Evolution de la société? Mandaté par le Trade Club, la Fédération du commerce genevois (FCG) et la Fédération des artisans, commerçants et entrepreneurs de Genève (FAC), l’institut DemoSCOPE a réalisé en mai un sondage auprès de 400 Genevois. Résultat: 66% seraient intéressés à utiliser «souvent ou occasionnellement» les commerces après 19 heures, un chiffre qui monte à 71% pour les actifs et 84% pour les 15-29 ans. «Cela démontre qu’il y a une demande, liée à l’évolution de la société», affirme Yves Menoud, directeur de la FAC. «Beaucoup de consommateurs font leurs achats en sortant du bureau», renchérit Fabienne Gautier, l’une des initiatrices du projet de loi, députée libérale et présidente de la FCG. Tous deux précisent qu’il n’y aurait pas d’obligation, mais que donner la possibilité d’ouvrir jusqu’à 20 heures répondrait à un besoin, alimentaire surtout. Pour preuve? Le succès des dépanneurs et des stations-service.
«C’est une chose de dire que les modes de vie changent, et une autre qu’il existe un besoin, rétorque Joël Varone, secrétaire syndical chez Unia. Si c’était le cas, la nocturne du jeudi marcherait! Les magasins peuvent déjà ouvrir plus de 60 heures par semaine. Et personne ne travaille autant.» Pour Valérie Balleys, du syndicat SIT, il faudrait d’abord demander aux vendeuses: «Les nocturnes ne sont pas en adéquation avec les responsabilités familiales.» Joël Varone approuve: l’enquête ne demande pas l’avis des sondés sur les conditions de travail des employés. «Or “consommateurs”, ce n’est pas une classe sociale!»
Commerçants mitigés. Le débat ressemble de plus en plus à une guerre des chiffres. Le 16 novembre, le professeur Giuseppe Pini présentait aux partenaires sociaux une «analyse du commerce genevois» réalisée par le Laboratoire d’économie appliquée de l’Université de Genève et commandée par l’Etat. Parmi ses conclusions: 49% des 700 consommateurs interrogés in situ reporteraient leurs achats après le travail, en cas d’ouverture prolongée. D’autre part, 47% d’entre eux déclarent ne «jamais» faire leurs achats durant la nocturne des jeudis. «C’est parce qu’elle ne correspond pas aux habitudes, analyse Yves Menoud, représentant des commerçants. Notre sondage le montre: les gens ont besoin de faire leurs courses alimentaires plusieurs fois par semaine.»

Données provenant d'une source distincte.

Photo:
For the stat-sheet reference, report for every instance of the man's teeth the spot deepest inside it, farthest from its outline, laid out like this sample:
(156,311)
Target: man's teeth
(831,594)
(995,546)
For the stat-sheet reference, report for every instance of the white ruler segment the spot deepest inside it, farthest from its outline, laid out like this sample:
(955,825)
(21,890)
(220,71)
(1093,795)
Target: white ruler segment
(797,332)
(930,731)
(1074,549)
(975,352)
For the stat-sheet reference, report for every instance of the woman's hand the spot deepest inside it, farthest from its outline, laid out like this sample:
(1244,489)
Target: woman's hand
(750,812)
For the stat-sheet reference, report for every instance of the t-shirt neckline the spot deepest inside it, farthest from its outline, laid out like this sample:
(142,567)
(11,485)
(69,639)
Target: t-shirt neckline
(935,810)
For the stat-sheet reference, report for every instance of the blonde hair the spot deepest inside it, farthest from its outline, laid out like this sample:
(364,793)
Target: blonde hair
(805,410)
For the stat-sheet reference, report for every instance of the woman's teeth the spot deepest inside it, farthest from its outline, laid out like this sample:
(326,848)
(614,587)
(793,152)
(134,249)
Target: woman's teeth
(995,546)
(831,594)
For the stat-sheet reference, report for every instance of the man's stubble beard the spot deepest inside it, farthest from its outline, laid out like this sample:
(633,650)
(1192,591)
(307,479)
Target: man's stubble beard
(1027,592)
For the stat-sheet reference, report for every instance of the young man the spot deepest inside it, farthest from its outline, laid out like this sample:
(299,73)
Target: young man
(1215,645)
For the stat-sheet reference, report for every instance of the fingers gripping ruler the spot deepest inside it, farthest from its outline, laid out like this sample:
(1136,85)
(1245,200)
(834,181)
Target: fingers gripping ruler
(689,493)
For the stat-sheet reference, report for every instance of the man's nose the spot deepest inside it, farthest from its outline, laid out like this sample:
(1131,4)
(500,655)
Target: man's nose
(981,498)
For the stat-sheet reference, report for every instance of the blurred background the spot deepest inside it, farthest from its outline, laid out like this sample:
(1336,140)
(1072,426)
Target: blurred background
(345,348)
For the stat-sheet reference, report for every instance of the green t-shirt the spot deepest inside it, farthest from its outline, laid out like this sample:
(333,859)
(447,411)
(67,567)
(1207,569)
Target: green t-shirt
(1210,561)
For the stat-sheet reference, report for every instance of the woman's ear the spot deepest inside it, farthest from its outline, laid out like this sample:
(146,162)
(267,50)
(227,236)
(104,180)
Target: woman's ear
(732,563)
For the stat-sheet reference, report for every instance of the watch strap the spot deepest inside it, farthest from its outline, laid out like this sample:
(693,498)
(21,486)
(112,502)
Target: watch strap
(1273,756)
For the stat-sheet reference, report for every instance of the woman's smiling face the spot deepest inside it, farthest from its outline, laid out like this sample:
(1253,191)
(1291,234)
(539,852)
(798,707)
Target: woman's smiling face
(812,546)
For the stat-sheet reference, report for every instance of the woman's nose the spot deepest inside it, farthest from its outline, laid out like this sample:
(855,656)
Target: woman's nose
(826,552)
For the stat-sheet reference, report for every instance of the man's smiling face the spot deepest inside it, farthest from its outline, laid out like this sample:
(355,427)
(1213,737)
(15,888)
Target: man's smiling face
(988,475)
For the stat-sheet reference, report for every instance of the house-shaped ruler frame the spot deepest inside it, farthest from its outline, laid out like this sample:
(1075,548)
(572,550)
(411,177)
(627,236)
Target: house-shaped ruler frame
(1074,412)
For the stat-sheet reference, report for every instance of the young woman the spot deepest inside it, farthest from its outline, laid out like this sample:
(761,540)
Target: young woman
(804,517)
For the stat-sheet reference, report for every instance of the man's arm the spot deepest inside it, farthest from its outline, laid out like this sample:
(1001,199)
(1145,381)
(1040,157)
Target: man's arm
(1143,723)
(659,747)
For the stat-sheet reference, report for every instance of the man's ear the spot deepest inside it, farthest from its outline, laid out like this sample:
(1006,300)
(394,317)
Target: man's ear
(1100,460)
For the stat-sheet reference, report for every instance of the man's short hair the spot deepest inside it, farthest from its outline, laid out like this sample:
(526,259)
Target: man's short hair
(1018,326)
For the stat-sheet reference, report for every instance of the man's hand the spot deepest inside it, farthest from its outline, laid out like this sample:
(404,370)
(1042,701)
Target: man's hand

Mais les syndicats soulignent un autre résultat de l’étude: parmi les 34 commerçants interrogés, en majorité indépendants et employant moins de 10 personnes, 76% estiment que l’ouverture nocturne leur serait défavorable. Pour Valérie Balleys, c’est justement parce qu’il y a moins de clients le soir: «Seules les grandes surfaces sont capables de tenir. Cela détruirait les petits commerces!» Les fédérations contestent fortement cette proportion, même si Yves Menoud admet qu’une minorité des 1200 membres de la FAC s’oppose à l’ouverture quotidienne jusqu’à 20 heures.
Une loi expérimentale? Les nouvelles dispositions pourraient entrer en vigueur de manière «expérimentale» pour une durée de deux ans. Le ministre de l’Economie, Pierre-François Unger, aimerait en effet proposer un amendement dans ce sens. Une manière de calmer le jeu?